Step What to do Why it matters on FAR
1. Build the initial cost Identify purchase price, directly attributable costs, installation, removal obligations, and excluded operating costs. Capitalization determines the asset base for later depreciation and impairment.
2. Choose the allocation model Apply depreciation or depletion based on useful life, residual value, production, or extraction pattern. Cost allocation affects both income and carrying amount.
3. Classify later spending Separate repairs, maintenance, betterments, replacements, and component changes. Subsequent expenditures can be expenses or capital assets depending on service potential.
4. Test impairment and obligations Evaluate recoverability, fair value, asset retirement obligations, and triggering events. PP&E questions often shift from routine depreciation to measurement changes.
5. Account for exit or disposal Apply held-for-sale, retirement, sale, abandonment, and gain-or-loss treatment. End-stage classification changes depreciation and presentation.

PP&E Lifecycle Checkpoints

Checkpoint Exam use What to avoid
Capitalizable cost Include costs necessary to acquire, construct, install, and prepare the asset for intended use. Capitalizing training, start-up, or ordinary operating costs because they relate to the asset.
Allocation method Match depreciation or depletion to useful life, residual value, production pattern, and estimate changes.
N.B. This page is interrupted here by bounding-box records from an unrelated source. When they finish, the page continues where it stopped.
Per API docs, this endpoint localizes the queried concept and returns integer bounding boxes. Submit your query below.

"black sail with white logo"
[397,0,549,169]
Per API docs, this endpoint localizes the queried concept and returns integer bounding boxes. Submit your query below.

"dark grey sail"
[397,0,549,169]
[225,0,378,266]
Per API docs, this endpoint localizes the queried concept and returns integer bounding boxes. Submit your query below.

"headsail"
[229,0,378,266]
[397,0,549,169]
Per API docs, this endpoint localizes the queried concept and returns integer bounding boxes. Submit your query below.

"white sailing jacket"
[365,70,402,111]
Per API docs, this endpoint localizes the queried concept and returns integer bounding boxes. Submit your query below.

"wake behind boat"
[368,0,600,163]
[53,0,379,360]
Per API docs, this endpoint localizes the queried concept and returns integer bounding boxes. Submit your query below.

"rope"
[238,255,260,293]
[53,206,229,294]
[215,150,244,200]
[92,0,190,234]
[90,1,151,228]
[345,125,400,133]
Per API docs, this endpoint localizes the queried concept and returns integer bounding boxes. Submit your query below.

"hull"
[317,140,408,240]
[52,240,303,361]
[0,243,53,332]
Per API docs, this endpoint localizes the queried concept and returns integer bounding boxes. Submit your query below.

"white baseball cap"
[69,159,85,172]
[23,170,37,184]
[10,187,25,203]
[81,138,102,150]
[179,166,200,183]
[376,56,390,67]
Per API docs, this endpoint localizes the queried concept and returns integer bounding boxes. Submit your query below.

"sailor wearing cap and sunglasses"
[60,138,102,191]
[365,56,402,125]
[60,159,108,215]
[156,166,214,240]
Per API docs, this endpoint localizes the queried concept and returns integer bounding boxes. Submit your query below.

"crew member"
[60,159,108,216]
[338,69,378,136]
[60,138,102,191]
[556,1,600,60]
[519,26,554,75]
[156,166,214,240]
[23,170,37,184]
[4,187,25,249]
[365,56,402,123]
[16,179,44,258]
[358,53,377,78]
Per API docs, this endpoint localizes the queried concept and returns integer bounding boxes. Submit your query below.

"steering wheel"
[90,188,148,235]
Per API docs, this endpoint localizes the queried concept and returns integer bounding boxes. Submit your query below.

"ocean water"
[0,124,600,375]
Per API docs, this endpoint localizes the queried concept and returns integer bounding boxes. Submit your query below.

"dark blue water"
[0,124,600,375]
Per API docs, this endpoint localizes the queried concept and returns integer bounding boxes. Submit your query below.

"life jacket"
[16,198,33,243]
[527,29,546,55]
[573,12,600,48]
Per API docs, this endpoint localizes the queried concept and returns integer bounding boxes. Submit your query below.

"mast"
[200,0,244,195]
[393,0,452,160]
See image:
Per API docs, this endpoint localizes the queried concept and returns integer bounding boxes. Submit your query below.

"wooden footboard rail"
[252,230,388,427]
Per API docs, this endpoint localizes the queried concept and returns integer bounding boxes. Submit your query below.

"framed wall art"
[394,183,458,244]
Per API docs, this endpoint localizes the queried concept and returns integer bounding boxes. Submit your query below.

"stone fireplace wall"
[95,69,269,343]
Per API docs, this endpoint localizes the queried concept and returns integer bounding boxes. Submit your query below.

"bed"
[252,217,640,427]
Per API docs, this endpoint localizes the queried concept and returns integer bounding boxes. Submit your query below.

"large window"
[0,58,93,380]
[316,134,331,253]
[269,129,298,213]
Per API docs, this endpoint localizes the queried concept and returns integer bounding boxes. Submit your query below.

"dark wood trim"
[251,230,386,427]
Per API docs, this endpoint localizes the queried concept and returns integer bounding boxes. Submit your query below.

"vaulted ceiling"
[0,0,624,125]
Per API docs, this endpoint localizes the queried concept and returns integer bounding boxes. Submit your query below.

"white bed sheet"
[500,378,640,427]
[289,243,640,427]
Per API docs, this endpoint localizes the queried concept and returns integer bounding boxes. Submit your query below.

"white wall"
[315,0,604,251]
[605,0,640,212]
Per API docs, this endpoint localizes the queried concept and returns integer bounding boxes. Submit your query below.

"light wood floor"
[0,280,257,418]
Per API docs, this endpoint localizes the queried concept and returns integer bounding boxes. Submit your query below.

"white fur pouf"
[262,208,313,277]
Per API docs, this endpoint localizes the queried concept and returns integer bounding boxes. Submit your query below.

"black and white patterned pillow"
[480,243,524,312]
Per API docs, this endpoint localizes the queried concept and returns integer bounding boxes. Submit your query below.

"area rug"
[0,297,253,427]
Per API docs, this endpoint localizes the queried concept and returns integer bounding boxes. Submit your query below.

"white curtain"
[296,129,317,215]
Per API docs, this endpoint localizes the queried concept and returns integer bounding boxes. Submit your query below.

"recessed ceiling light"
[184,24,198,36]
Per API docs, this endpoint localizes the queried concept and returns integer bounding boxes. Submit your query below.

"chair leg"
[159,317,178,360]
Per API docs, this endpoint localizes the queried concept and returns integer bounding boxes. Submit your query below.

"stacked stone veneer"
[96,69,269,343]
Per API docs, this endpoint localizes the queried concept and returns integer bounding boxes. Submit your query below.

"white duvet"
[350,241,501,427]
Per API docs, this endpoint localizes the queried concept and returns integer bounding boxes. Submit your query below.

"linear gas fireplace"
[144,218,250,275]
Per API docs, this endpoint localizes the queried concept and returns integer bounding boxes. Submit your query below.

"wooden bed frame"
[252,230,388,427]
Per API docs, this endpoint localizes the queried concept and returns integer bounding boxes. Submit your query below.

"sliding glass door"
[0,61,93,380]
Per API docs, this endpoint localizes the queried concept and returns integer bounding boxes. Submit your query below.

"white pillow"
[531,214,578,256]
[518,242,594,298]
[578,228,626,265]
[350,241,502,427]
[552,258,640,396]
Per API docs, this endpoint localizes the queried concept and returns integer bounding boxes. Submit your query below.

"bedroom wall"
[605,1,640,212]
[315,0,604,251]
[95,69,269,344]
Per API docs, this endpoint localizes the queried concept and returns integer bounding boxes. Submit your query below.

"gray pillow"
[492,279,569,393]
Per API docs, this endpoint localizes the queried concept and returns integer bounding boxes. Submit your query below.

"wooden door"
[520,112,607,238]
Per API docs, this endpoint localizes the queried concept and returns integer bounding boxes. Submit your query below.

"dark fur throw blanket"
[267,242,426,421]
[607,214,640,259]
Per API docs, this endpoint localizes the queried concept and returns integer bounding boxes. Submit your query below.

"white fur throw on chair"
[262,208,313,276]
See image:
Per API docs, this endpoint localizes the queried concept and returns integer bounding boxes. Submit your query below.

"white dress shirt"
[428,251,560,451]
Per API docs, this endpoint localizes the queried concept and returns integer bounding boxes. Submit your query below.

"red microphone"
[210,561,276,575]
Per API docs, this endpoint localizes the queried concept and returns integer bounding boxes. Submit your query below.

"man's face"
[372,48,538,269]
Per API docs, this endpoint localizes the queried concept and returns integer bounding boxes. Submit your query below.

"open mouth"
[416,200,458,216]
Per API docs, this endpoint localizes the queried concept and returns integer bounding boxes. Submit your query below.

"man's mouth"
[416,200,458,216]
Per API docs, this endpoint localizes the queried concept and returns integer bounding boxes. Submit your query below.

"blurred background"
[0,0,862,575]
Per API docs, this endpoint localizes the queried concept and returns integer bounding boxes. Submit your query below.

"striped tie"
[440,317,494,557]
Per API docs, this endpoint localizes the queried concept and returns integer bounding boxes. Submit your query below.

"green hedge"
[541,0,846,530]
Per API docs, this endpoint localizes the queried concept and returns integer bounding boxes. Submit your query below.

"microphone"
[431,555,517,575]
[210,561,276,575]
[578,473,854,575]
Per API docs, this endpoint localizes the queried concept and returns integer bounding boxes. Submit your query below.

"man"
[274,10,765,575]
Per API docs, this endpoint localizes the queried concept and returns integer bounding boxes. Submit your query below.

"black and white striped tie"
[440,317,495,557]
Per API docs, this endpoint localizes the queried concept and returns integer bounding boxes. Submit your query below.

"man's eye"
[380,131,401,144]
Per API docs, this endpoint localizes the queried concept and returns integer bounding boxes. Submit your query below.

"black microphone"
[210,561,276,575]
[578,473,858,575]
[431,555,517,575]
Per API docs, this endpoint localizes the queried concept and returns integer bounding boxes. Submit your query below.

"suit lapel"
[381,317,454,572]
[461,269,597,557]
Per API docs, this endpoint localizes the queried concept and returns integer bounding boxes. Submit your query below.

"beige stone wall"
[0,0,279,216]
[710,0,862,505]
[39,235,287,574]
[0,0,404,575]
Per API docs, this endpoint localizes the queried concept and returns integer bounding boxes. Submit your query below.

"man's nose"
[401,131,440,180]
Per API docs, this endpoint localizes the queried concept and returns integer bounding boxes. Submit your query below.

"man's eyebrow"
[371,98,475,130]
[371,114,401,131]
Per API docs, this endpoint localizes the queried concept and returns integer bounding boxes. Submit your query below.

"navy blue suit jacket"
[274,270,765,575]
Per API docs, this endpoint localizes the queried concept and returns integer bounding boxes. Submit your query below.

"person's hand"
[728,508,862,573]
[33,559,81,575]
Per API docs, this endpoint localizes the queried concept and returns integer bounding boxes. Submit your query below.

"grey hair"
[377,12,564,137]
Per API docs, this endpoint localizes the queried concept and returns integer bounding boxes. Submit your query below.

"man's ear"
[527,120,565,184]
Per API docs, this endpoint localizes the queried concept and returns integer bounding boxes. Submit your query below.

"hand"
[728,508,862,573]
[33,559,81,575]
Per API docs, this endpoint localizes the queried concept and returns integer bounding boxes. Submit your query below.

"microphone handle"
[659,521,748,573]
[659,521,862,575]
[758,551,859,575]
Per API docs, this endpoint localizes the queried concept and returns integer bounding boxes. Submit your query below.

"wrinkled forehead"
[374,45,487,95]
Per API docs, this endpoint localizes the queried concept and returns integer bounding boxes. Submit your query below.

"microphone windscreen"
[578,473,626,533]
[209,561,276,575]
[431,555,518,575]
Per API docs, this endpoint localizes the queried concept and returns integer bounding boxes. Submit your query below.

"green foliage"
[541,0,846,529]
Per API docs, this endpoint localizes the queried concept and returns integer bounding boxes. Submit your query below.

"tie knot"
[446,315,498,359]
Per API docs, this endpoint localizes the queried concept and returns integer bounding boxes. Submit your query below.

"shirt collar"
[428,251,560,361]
Treating estimate changes as retroactive corrections.
Subsequent spending Decide whether the expenditure maintains service potential or improves, replaces, or extends the asset. Capitalizing routine repairs solely because the dollar amount is large.
Measurement trigger Check impairment indicators, recoverability, fair value, ARO changes, and held-for-sale criteria. Applying depreciation logic when the issue is impairment or exit classification.
Disposal result Determine sale, abandonment, retirement, held-for-sale presentation, and gain or loss recognition. Continuing depreciation or normal presentation after classification changes.

How to Use This Chapter

  • Read this chapter after inventory so asset accounting progresses from current to long-lived assets.
  • Separate initial capitalization from later measurement and disposal questions.
  • Return here when a FAR problem mixes acquisition cost, depreciation, and impairment in the same fact pattern.